In a world where car makers are entering some hot water just from a change in the way car emissions are measured, using solely V12 engines for your entire fleet doesn’t seem to be sustainable in the long term. It’s the case of Rolls-Royce, a brand that is basically defined by that engine architecture, and a brand that just unveiled its first ever SUV.

Rolls-Royce unveiled a vision concept back in 2016 under the 103EX moniker, an idea of what the company has in store for its customers on the long run. While the styling and the personal assistant inside the cabin were all very impressive what stunned the crowd to the core was the fact that this was an electric model, dropping an internal combustion engine altogether.

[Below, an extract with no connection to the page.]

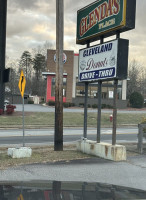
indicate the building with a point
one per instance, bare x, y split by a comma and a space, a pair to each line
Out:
73, 91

Truth be told, it’s hard to imagine a Rolls-Royce without a V12 but without an engine altogether is an ever fiercer imagination exercise.

According to Top Gear though, the Brits are looking not to drop ICEs but to mix them up with electric motors to create hybrid powertrains. That would be an interesting idea but goes against everything the CEO has been saying since the 103EX has been revealed. In a number of interviews Torsten Muller-Otvos said that he finds Rolls-Royce compatible with a fully-electric powertrain and considers that’s the only way forward in his opinion. Furthermore, such a car would also be fully autonomous, even though Rolls’ are usually handled by chauffeurs already.

The argument for a pure EV setup is rather simple and has a lot in common with the way Rolls-Royce has been doing business. Among the things that define the brand you’ll find a silky smooth experience inside the cabin brought along by the low-end torque of V12 engines, NVH levels reduced to almost zero, also something you find on EVs as well as effortless cruising. All of those attributes are shared between Rolls-Royce cars and almost any other EV out there, making this choice rather obvious.

Whether Rolls-Royce will go hybrid or fully electric remains to be seen, but nevertheless, the Top Gear article does have a point in highlighting that the unusually long production cycles for double-R models make it hard to envision cars with 6.75-liter V12 engines under the hood still in production in 10 years from now. Since development of electric powertrains is slower than expected, the Goodwood people might be forced to find alternative solutions in the meantime.